Even that life looked threatened when Mahabir died young, leaving the family near-destitute. When Dipak, the second son, failed his exams, it only added to the woes of a cash-strapped family. Yet today Dipak, now better known as Munna Maharaj, is the man entrusted with preparing the food for the spectacular wedding of global steel billionaire Laxmi Mittal’s daughter. The rags-to-riches story of a struggling student who became one of India’s finest chefs is a remarkable tale of 24 years of hard work and unprecedented success.

Dipak used to accompany his father to his clients’ homes, and after Mahabir died he worked these contacts. With just a few exceptions (he catered for Michael Jackson when the pop star visited Bombay), he has stayed focused on this Marwari clientele. As his reputation grew, he was able to ramp his operations up to a point where he could prepare over 120 dishes for up to 15,000 guests. It’s the sort of scale he needs to work on given that his clientele is almost Marwari royalty—families like the Bangurs, Birlas, Jalans, Modis and the Singhanias.
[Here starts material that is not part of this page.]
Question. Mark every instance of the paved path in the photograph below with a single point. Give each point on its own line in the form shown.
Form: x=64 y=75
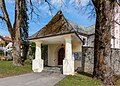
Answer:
x=32 y=79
His first really big break came in 1988, when he catered for Kumarmangalam Birla’s wedding in Mumbai. Marwaris are traditionally vegetarian, and Munna is rated as one of the most creative vegetarian cooks in the world. His strength, say cognoscenti, isn’t so much in how he does well-known dishes as it is in the innovations that make his dishes special. "The range is breathtaking," says author and foodie Moni Shanker Mukherjee. Munna will use orange paste to turn the humble Dum Aloo into something rather exotic. He dips kanchagollas (sweet cheese balls) into the sauce that comes with jalebis and fries them to a crisp, blending new tastes and flavours. "He’s constantly looking for new recipes, rare fruits, herbs, roots, and vegetables, here and abroad," adds Mukherjee. The search for exactly the right ingredients is critical for masters like Munna. "He was up to his ears in work, wondering where he could get the kind of milk he needed for his sweet dishes," says his brother Sanjay, after speaking to him in Paris.

Yet, perhaps unsurprisingly, for someone who spends long hours immersed in cooking up gastronomic extravaganzas, the 38-year-old himself is a simple eater. His family says it’s rare for him to eat anything more than rice, chapatis, dal and boiled vegetables. His clients and their guests get much luckier.